Step 4: Auditing Cloud Providers
Cloud providers should be willing to provide users with documentation regarding their data centre protection strategies. Location factor of the data centre is usually underestimated or ignored while introspecting disaster recovery strategies.
Clients should be vigilant towards exploring the range of data protection solutions offered by the provider. Most cloud space providers offer daily backup-to disk capabilities and some supplement that with periodic tape backup (e.g. weekly or monthly) but that ignores the need to create immediate data redundancy.
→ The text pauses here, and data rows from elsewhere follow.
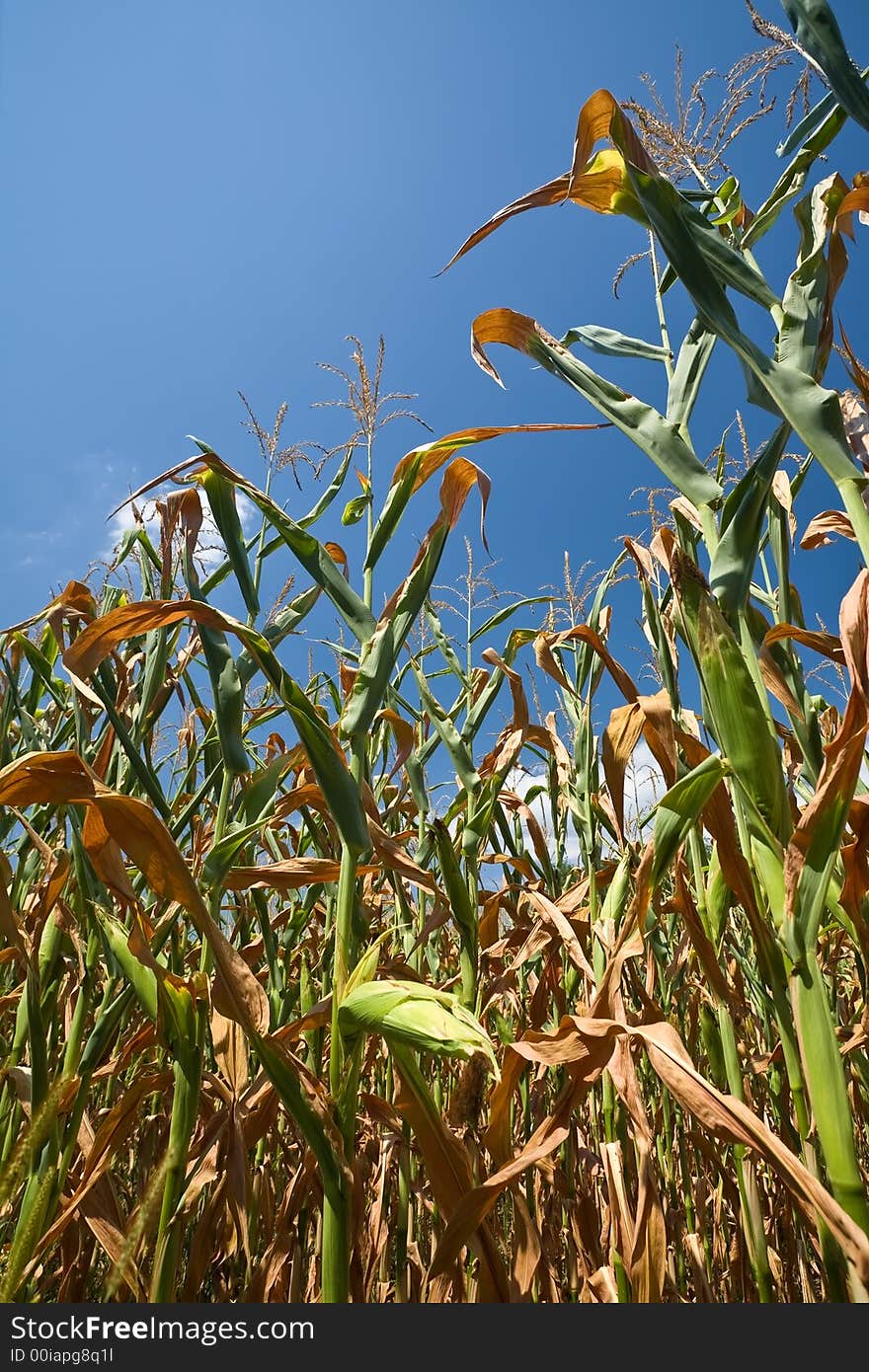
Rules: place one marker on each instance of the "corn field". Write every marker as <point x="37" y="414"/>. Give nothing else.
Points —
<point x="394" y="984"/>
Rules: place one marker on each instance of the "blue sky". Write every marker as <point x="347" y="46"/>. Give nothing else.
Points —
<point x="207" y="195"/>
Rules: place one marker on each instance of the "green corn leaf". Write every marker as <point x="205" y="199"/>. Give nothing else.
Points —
<point x="742" y="521"/>
<point x="611" y="343"/>
<point x="820" y="38"/>
<point x="678" y="811"/>
<point x="658" y="438"/>
<point x="810" y="411"/>
<point x="380" y="651"/>
<point x="418" y="1016"/>
<point x="355" y="509"/>
<point x="688" y="373"/>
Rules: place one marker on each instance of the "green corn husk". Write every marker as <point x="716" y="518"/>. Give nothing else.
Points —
<point x="409" y="1013"/>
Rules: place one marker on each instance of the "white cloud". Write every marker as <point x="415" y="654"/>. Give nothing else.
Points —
<point x="644" y="785"/>
<point x="210" y="549"/>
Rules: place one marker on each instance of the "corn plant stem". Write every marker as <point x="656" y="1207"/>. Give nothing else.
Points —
<point x="659" y="306"/>
<point x="184" y="1107"/>
<point x="750" y="1195"/>
<point x="368" y="582"/>
<point x="337" y="1216"/>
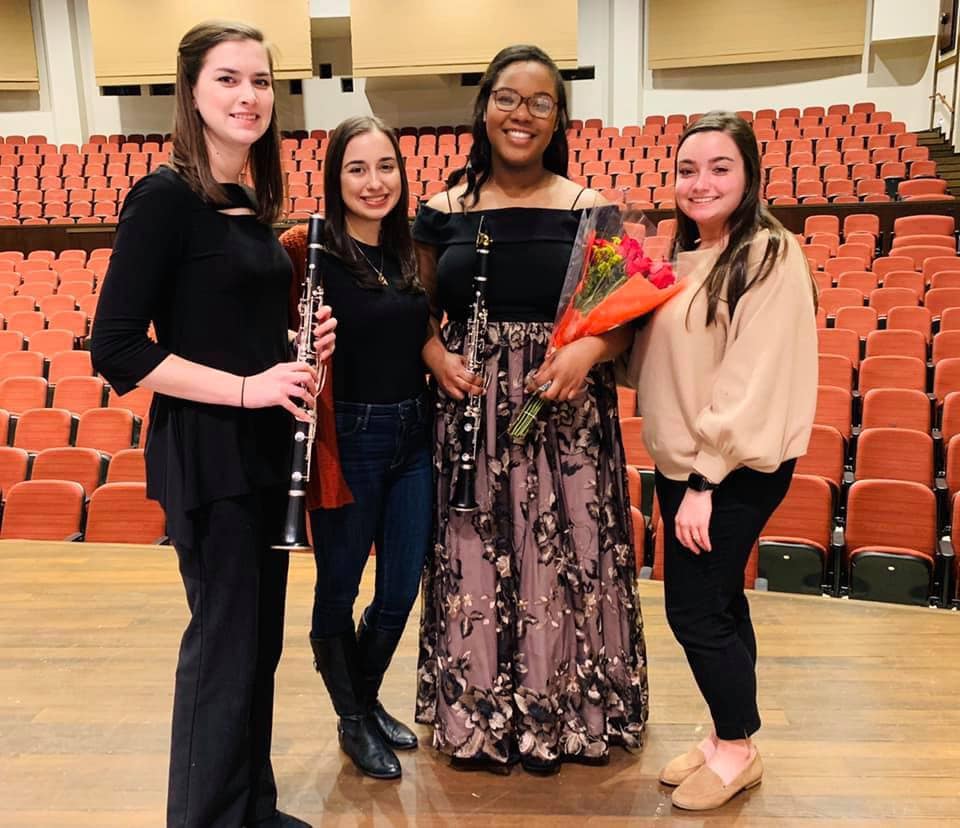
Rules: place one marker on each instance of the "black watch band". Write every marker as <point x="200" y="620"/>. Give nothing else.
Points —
<point x="699" y="483"/>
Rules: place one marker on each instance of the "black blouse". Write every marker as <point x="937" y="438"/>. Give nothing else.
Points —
<point x="380" y="333"/>
<point x="529" y="253"/>
<point x="216" y="288"/>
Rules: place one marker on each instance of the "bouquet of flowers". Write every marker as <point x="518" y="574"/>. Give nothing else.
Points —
<point x="610" y="280"/>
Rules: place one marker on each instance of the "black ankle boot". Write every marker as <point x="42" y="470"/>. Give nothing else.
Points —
<point x="336" y="661"/>
<point x="376" y="650"/>
<point x="539" y="767"/>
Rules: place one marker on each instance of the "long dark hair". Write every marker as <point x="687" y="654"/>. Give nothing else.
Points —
<point x="189" y="155"/>
<point x="750" y="216"/>
<point x="394" y="229"/>
<point x="477" y="170"/>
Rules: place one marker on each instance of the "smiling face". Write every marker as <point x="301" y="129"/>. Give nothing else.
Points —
<point x="711" y="180"/>
<point x="518" y="138"/>
<point x="234" y="94"/>
<point x="369" y="178"/>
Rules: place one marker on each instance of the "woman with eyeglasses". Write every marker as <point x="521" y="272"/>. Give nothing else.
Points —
<point x="531" y="638"/>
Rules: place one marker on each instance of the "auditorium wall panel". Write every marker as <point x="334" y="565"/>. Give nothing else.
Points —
<point x="897" y="75"/>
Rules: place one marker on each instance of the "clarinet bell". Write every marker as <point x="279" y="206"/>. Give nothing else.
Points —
<point x="464" y="497"/>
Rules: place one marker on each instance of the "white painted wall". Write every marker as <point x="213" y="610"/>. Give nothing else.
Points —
<point x="898" y="75"/>
<point x="897" y="19"/>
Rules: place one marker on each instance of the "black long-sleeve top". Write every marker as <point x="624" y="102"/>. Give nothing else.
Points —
<point x="380" y="333"/>
<point x="215" y="287"/>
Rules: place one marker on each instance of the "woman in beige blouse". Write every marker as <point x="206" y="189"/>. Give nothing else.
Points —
<point x="727" y="378"/>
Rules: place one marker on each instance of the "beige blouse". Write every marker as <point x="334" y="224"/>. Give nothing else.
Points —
<point x="740" y="392"/>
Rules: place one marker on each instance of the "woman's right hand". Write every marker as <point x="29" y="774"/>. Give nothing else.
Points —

Off-site tape transfer facility should be checked under the DR strategy tools. On-site backups can help recovery from data corruption, and unintended data deletion, and allow quick restoration. Imperative elements that should be considered while auditing cloud providers are:
- Possible events
- Power Grid/Communications Considerations and Contingencies
- Proximity to ‘prone-to-danger’ locations (e.g. any water body or any potential terrorist target areas like airports, seaports)
- Vendor’s DR emergencies
Step 5: Implementing and Managing Your Cloud DR Solution
As technological fluctuations will go round the world, cloud providers will likely be on the buying or selling side of the data centre acquisition or integration. Most important part lies in evaluating and selecting the right service provider with the right Disaster Recovery strategies, equally important is the step to review your DR requirements and solutions.
The Disaster Recovery solutions should be well tested and trusted by the provider to ensure the promised performance as the DR solution that was appropriate last might turn out to be non-operative over time.